A description of the risk characteristics of each portfolio segment in accordance with ASC 310-10-50-11B(a)(2);

 

   

The policy for placing financing receivables on nonaccrual status in accordance with ASC 310-10-50-6(a);

 

   

The policy for recording payments received on nonaccrual receivables in accordance with ASC 310-10-50-6(b);

 

   

The policy for resuming accrual of interest in accordance with ASC 310-10-50-6(c);

 

   

The policy for determining past due or delinquency status in accordance with ASC 310-10-50-6(e); and

 

   

The policy for which loans the entity assesses for impairment in accordance with ASC 310-10-50-15(d).

 

7


Company’s Response:

Beginning with the Company’s Quarterly Report on Form 10-Q for the quarter ended March 31, 2011, the Loan footnote will include disclosure to address the first bullet point as follows:

The risks associated with lending activities differ among the various loan classes, and are subject to the impact of changes in interest rates, market conditions of collateral securing the loans, and general economic conditions. All of these factors may adversely impact the borrower’s ability to repay its loans, and impact the associated collateral.

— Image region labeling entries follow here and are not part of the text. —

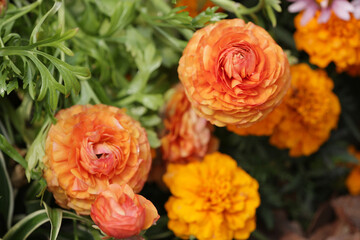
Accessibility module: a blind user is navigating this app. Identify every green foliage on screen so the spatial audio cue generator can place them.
[0,0,360,240]
[0,151,14,228]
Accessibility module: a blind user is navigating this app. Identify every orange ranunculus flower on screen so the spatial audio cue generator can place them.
[175,0,221,17]
[294,12,360,75]
[164,152,260,240]
[43,104,151,214]
[161,84,217,163]
[91,184,160,239]
[270,64,341,157]
[227,103,285,136]
[178,19,290,127]
[345,146,360,195]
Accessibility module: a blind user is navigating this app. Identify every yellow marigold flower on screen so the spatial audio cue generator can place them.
[294,12,360,75]
[43,104,151,215]
[164,152,260,240]
[270,64,341,156]
[227,104,285,136]
[345,146,360,195]
[178,19,290,127]
[175,0,215,17]
[161,84,217,163]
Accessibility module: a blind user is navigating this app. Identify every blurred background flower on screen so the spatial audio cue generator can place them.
[294,12,360,76]
[164,152,260,240]
[270,64,341,157]
[288,0,355,25]
[345,146,360,195]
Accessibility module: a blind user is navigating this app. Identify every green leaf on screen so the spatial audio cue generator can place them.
[192,7,227,28]
[140,114,161,127]
[44,203,63,240]
[0,151,14,229]
[0,134,27,169]
[30,0,62,43]
[104,0,136,36]
[0,72,7,97]
[25,118,51,180]
[136,94,164,110]
[146,129,161,148]
[3,209,49,240]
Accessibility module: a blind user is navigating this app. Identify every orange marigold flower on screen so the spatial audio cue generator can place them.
[161,84,217,163]
[270,64,341,157]
[43,104,151,214]
[345,146,360,195]
[164,152,260,240]
[227,104,285,136]
[178,19,290,127]
[175,0,215,17]
[294,12,360,75]
[91,184,160,239]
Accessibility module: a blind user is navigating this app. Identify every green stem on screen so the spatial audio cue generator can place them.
[0,0,42,31]
[73,220,79,240]
[211,0,265,18]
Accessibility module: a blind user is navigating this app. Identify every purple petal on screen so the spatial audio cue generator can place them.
[354,7,360,19]
[318,8,331,23]
[300,5,317,26]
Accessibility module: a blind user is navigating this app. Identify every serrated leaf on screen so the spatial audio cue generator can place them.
[30,1,62,44]
[0,134,27,169]
[44,203,63,240]
[0,151,14,229]
[3,209,49,240]
[104,0,136,36]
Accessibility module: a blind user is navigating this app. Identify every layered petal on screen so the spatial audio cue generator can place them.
[178,19,290,127]
[91,184,159,239]
[43,104,151,214]
[164,152,260,240]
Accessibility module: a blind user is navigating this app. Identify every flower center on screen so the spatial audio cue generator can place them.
[80,132,121,177]
[199,176,231,212]
[218,43,260,95]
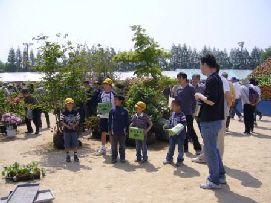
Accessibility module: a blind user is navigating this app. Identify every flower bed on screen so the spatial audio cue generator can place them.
[2,162,45,182]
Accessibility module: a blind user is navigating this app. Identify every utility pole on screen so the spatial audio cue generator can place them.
[23,43,33,71]
[238,42,245,69]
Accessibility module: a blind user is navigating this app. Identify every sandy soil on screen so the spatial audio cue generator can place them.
[0,117,271,203]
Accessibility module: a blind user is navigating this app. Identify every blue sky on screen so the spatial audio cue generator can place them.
[0,0,271,62]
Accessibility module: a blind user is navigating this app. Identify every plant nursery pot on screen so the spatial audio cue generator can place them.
[0,125,7,133]
[17,174,31,181]
[7,129,16,138]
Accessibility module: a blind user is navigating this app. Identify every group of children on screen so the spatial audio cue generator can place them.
[60,78,186,166]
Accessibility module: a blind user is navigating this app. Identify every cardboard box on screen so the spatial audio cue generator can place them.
[129,127,144,140]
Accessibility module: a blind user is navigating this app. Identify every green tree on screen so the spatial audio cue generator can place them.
[16,47,22,71]
[34,34,88,127]
[114,25,170,79]
[30,49,36,67]
[260,47,271,63]
[7,48,16,72]
[87,44,116,79]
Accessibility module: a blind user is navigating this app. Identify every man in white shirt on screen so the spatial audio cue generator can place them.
[217,72,232,159]
[192,64,232,163]
[254,80,263,122]
[230,77,242,121]
[241,79,255,135]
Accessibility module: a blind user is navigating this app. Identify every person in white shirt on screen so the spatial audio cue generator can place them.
[230,77,242,121]
[192,64,232,163]
[254,80,263,122]
[241,79,255,134]
[217,71,232,159]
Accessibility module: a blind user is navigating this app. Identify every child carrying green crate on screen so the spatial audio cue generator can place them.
[163,100,186,166]
[130,101,153,163]
[96,78,116,156]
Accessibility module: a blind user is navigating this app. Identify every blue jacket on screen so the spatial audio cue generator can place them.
[166,112,186,139]
[108,107,129,136]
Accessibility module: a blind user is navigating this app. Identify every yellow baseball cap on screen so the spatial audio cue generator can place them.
[103,78,113,85]
[135,101,146,111]
[65,98,74,105]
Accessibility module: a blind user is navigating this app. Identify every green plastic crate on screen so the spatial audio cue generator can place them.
[168,123,184,136]
[129,127,144,140]
[98,103,112,114]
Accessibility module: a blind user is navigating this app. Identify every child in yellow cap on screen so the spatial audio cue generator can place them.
[130,101,153,163]
[60,98,80,162]
[96,78,116,156]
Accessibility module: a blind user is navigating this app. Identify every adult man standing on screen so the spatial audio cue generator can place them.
[192,74,204,129]
[241,79,255,135]
[195,54,226,189]
[222,72,235,132]
[175,72,201,155]
[230,77,242,121]
[216,70,232,158]
[22,89,41,135]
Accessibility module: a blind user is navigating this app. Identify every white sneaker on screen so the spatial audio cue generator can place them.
[191,156,206,163]
[200,180,221,190]
[96,149,106,156]
[219,178,227,184]
[106,149,112,154]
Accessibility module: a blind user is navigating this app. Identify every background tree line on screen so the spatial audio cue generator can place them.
[0,44,271,72]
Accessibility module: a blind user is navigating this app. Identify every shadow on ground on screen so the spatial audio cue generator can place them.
[22,143,95,173]
[174,165,200,178]
[225,166,262,188]
[104,155,160,173]
[214,185,257,203]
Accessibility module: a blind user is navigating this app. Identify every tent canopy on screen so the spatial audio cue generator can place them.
[0,72,44,82]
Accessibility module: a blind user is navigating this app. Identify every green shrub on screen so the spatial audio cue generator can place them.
[126,82,168,125]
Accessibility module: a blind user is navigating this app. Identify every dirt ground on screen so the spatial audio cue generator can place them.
[0,116,271,203]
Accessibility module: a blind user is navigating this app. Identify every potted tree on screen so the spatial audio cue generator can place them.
[1,113,22,138]
[34,34,88,149]
[2,162,45,182]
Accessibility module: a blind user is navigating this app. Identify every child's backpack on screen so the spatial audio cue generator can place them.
[249,87,260,106]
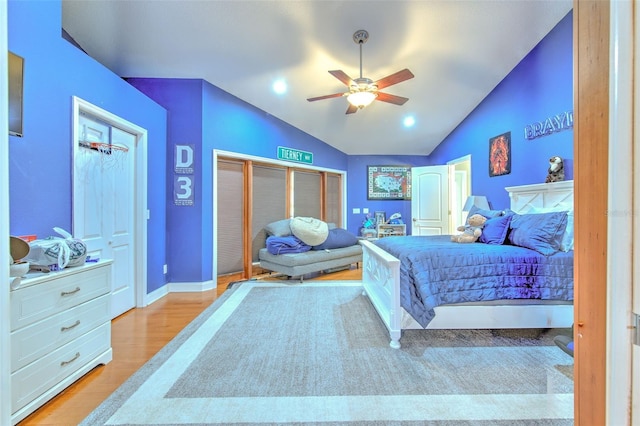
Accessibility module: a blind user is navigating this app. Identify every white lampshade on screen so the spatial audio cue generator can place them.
[347,92,378,108]
[462,195,489,212]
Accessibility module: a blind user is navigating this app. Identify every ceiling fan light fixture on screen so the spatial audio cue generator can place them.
[347,92,378,109]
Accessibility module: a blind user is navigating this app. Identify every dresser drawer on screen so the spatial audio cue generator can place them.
[11,294,111,372]
[10,264,111,331]
[11,322,111,413]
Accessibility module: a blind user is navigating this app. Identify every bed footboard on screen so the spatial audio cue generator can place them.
[360,240,402,349]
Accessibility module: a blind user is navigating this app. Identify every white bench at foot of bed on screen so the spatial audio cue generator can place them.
[360,240,573,349]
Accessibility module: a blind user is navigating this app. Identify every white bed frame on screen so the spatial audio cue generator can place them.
[361,181,573,349]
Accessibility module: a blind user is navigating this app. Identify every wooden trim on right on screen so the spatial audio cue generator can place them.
[573,0,610,426]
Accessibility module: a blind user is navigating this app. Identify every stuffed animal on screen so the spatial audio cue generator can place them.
[545,156,564,183]
[451,214,487,243]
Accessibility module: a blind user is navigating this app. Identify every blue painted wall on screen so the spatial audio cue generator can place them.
[8,1,167,291]
[429,12,573,208]
[8,0,573,291]
[128,78,347,283]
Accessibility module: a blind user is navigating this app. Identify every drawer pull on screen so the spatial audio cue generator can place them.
[60,352,80,367]
[60,287,80,297]
[60,320,80,332]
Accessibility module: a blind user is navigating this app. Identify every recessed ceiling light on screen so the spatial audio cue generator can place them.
[271,80,287,95]
[402,115,416,127]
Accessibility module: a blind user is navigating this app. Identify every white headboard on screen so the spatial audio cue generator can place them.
[505,180,573,214]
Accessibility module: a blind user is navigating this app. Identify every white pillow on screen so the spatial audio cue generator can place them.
[528,203,573,251]
[289,217,329,246]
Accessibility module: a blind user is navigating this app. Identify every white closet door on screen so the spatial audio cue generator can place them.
[74,116,136,318]
[411,166,450,235]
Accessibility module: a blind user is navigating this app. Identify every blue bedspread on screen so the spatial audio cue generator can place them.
[375,235,573,327]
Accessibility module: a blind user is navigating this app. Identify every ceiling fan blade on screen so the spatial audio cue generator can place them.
[307,92,344,102]
[373,68,414,89]
[329,70,353,86]
[345,104,358,114]
[375,92,409,105]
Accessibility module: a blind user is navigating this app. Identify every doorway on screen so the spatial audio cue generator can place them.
[72,97,147,318]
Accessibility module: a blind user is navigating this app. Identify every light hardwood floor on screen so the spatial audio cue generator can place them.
[19,267,362,426]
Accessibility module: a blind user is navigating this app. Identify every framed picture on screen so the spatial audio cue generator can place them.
[367,166,411,200]
[489,132,511,177]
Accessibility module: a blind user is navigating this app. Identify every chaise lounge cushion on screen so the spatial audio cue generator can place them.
[312,228,358,250]
[264,219,291,237]
[289,217,329,246]
[259,244,362,267]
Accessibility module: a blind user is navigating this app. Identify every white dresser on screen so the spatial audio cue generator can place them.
[10,260,112,424]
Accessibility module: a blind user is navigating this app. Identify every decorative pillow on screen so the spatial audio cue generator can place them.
[529,203,573,251]
[311,228,358,250]
[289,216,329,246]
[507,212,567,256]
[264,219,291,237]
[479,214,513,244]
[466,206,504,225]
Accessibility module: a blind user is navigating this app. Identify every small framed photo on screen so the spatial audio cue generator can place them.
[489,132,511,177]
[375,211,387,225]
[367,166,411,200]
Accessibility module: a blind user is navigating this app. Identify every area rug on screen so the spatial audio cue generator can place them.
[82,281,573,426]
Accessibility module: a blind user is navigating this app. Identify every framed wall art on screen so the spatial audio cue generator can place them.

The Company has various types of commercial real estate which have differing levels of credit risk associated with them. Owner-occupied commercial real estate loans are generally dependent upon the successful operation of the borrowers business, with the cash flows generated from the business being the primary source of repayment of the loan. If the business suffers a downturn in sales or profitability, the borrower’s ability to repay the loan could be in jeopardy. In order to minimize this credit risk, the Company has conservative underwriting standards which include the credit worthiness of the borrower, limitation on loan amounts to 75% of the value of the property securing the loan, and strong debt service coverage ratios.

Non-owner occupied and multi-family commercial real estate loans present a different credit risk to the Company than owner-occupied commercial real estate, as the repayment of the loan is dependent upon the borrower’s ability to generate a sufficient level of occupancy to produce rental income that exceeds debt service requirement and operating expenses. Lower occupancy or lease rates may result in reduction in cash flows, which hinder the ability of the borrower to meet debt service requirements, and may result in lower collateral values. The Company generally follows the same underwriting standards as with owner-occupied commercial real estate, but recognizes the greater risk inherent in these credit relationships in its loan pricing.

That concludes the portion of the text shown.